By Jerry Geisel, Crain News Service
WASHINGTON (Sept. 11, 2015) — Healthcare expenditures surged in 2014, fueled by expanded coverage and soaring prescription drug costs, according to a recent government research report.
In 2014, total U.S. healthcare spending hit $3.080 trillion, up from $2.919 trillion in 2013, according to statistics compiled by researchers at the U.S. Centers for Medicare and Medicaid Services and recently published in the journal Health Affairs.
That 5.5-percent increase compares to a 3.6-percent rise in 2013, which was the lowest in the 55 years that government researchers have been tracking and compiling such information.
Last year's acceleration in healthcare spending was driven by several factors.

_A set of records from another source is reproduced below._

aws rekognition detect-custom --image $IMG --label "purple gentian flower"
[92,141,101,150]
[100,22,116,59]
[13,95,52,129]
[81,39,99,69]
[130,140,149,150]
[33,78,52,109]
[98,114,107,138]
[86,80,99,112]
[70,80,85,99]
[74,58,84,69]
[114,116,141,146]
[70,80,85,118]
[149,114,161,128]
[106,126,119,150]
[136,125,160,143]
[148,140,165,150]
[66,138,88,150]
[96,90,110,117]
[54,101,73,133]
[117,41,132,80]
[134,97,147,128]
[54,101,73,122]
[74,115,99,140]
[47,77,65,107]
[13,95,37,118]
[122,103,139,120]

They include healthcare reform law provisions that went into effect in 2014 that expanded eligibility for Medicaid coverage and authorized federal premium subsidies for the lower-income uninsured, as well as big spending increases for prescription drugs, where expenditures leaped by 12.6 percent in 2014.
That prescription drug cost spending increase was “fueled largely by new high-cost specialty drugs for treatment of hepatitis C and, to a lesser extent, new treatments for cancer and multiple sclerosis,” a report summary said.
Healthcare expenditures are expected to rise in 2015 to a record 18 percent of the gross domestic product, up from 17.7 percent in 2014 and 17.4 percent in 2013, according to the report.
This report appeared on the website of Crain's Business Insurance magazine, a Chicago-based sister publication of Tire Business.